Die darin enthaltenen Informationen sollen von den Pflegekassen verständlich, übersichtlich und kostenfrei zur Verfügung gestellt werden. Pflegebedürftigen Menschen und deren Angehörigen soll damit die Suche nach einer passenden Einrichtung erleichtert werden. 

Diese Neuerungen wurden vom Selbsthilfenetzwerk Pro Pflege gefordert. Aufgrund erheblicher medizinischer Mängel bei der Versorgung der Pflegeheimbewohner und Bewohnerinnen mussten diese Schritte nun eingeleitet werden. 

Es sollen sich nun folgende Punkte verbessern: 

  • Gute, patientenfreundliche ärztliche und pharmakologische Dienstleistungen sollen angeboten werden
  • Die Beachtung gegebenenfalls vorhandener Patientenverfügungen, Vorsorgevollmachten und Hausärztlicher Anordnungen für den Notfall
  • Sicherstellung einer guten palliativ-medizinischen Versorgung und Begleitung der Pflegebedürftigen, was die Bereitstellung einer Palliativ-Fachkraft einschließt. 

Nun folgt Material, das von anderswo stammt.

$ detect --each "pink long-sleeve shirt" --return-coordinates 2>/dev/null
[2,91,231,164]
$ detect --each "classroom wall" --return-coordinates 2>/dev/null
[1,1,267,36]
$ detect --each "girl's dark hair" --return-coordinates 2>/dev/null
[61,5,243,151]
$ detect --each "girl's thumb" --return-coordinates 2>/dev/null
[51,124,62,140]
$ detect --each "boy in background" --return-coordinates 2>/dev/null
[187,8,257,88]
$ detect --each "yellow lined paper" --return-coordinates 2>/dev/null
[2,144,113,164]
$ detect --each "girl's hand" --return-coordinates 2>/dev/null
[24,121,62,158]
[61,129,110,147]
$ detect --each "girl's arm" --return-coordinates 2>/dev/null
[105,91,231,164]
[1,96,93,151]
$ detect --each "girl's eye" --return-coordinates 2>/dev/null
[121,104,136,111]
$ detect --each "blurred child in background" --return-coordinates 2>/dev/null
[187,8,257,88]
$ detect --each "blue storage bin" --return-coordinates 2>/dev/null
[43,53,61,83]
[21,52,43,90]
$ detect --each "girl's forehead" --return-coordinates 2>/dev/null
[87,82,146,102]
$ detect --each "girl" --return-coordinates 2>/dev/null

Das Recht auf eine freie Arztwahl soll davon unberührt bleiben. Dies wird auch in der am 01.01.2014 in Kraft getretene „Vereinbarung nach § 119b Abs. 2 SGB V zur Förderung der kooperativen und koordinierten ärztlichen und pflegerischen Versorgung in stationären Pflegeheimen“ (Anlage 27 BMV-Ä) deutlich.